3. Review Metrics and Data

Regularly measuring the performance of an organisation is an effective way to gain insights. Using metrics to track progress can be beneficial to the internal communication department. It will demonstrate the Return of Investment (ROI) and can support in revising content and the communication strategy.

4. Ask for Feedback and Ideas

Channels for feedback can also be useful when discussing ideas about the workplace, products, work procedures, and should not always be limited to face-to-face meetings.

Regularly receiving and sending feedback, polls and ideas in an organisation can in developing new strategies, creating enhanced products and services and much more.

5. Encourage Cross-Departmental Communication

Cross-departmental communication is essential if the company would like its employees to learn from each other. Organising sessions or special meetings between different departments to communicate, collaborate and share insights are an effective way to achieve this.

6. Maintain Transparency

Transparency is more than just a company policy; it is an organisational mentality. Transparency is a crucial internal communication practice, which promotes trust, responsibility and open dialogue within any organisation. Clearly, not all information can be made available to everyone at all times. Nevertheless, maintaining some transparency about what directly affects an employee’s effort at work can have a huge effect on harmony and rapport within the organisation.
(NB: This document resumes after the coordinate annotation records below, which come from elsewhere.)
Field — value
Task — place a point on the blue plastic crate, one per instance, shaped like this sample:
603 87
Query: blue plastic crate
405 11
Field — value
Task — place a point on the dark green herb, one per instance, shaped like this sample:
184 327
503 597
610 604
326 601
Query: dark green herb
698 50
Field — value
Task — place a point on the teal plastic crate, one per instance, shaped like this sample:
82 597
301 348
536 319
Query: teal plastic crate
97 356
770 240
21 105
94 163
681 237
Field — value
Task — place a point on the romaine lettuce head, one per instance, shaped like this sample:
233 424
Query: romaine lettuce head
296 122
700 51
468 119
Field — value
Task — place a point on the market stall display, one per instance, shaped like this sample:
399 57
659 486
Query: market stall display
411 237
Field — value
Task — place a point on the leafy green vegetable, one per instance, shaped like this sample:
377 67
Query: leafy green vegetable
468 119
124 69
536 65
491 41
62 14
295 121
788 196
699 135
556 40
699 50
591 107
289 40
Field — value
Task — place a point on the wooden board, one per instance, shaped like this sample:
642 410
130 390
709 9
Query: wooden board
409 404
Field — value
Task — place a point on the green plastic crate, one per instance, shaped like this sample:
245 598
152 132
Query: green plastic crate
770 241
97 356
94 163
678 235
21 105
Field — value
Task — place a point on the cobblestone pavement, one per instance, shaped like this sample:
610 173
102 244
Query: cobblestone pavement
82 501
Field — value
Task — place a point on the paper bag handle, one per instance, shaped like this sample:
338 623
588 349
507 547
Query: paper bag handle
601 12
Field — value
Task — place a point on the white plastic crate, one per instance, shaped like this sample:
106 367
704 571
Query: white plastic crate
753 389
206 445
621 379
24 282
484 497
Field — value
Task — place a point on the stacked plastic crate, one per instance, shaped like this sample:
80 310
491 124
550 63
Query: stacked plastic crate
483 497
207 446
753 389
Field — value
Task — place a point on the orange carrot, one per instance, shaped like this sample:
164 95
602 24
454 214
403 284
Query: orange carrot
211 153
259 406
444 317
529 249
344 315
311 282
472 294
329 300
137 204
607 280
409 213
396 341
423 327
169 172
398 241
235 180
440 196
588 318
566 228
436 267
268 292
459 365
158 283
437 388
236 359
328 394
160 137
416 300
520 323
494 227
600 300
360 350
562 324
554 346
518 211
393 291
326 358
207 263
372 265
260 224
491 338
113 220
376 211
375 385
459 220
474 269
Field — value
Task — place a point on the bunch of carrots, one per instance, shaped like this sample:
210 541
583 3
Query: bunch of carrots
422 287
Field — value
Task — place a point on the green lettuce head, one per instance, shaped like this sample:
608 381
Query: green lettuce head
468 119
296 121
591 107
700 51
7. Avoid Communication Overload

Regular and consistent communication is essential and the internal communication department should aim to keep messages simple, short and to the point. In short, the goal should always be to send the right information, to the right people, at the right time.

8. Share Industry News, Trends and Insights

Employees are valued contributors to the industry. All staff, regardless of rank, should be constantly updated with the latest industry news. By keeping employees involved in the bigger picture, they are reminded that their efforts are part of something bigger than their own area of work. This can be an excellent motivator.

9. Use Internal Communication for Rewards and Recognition

Consistent recognition and rewards for employees makes all staff members feel that their contributions are valued and appreciated which maximise overall organisational productivity and growth.

10. Share Employee Knowledge and Resources

A strong internal communication plan should include a consistent way of communicating the benefits and resources available to employees. This can include information on a variety of things, from policies, procedures, employee benefit, training and career development.